OGDEN — A hot week with poor air quality is ahead for Northern Utah residents.
Air quality is expected to be unhealthy for sensitive groups in Weber and Davis counties until at least Wednesday as ozone builds up, according to the Utah Department of Environmental Quality.
“With temps forecasted in the mid 90s this week with little wind and no rain, we can expect worsening #AirQuality,” the DEQ said in a tweet Monday.
Ozone generally peaks in the air from 4-6 p.m., and irritates respiratory systems, reduces lung function and aggregates heart and lung condition, the DEQ said.

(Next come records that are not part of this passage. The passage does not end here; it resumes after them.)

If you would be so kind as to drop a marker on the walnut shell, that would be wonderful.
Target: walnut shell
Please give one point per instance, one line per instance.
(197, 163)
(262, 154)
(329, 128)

Those sensitive to ozone — including children, the elderly, people who work outside, and those with existing heart or lung conditions — should avoid outdoor activities during that time.
Ozone peaks in our air between 4-6 p.m. People at high risk should avoid heavy physical activities during this time of the day. If you want to help out, limit your use of automobiles this week, skip mowing the lawn, and use low-VOC products. pic.twitter.com/BJc7NMhHLA— Utah DEQ (@UtahDEQ) June 4, 2018
Drivers are encouraged to limit their activity or take public transportation, and activities like lawn mowing should be curbed to help reduce pollution.
High temperatures in Ogden are expected to reach the upper 80s and lower 90s throughout the week with few clouds in sight, according to the National Weather Service of Salt Lake City’s forecast.
When temperatures start to rise during the summer, the American Red Cross offers several tips to help stay cool and safe:
- Don’t leave children or pets alone in vehicles.
- Stay hydrated by drinking plenty of fluids. Avoid drinks with caffeine or alcohol.
- Avoid extreme temperature changes.
- Wear loose-fitting, lightweight, light-colored clothing.
- Stay inside and avoid heavy exercise during the hottest parts of the day.
- Check on family, friends and neighbors who don’t have air conditioning or spend much of their time alone. Check on animals more frequently.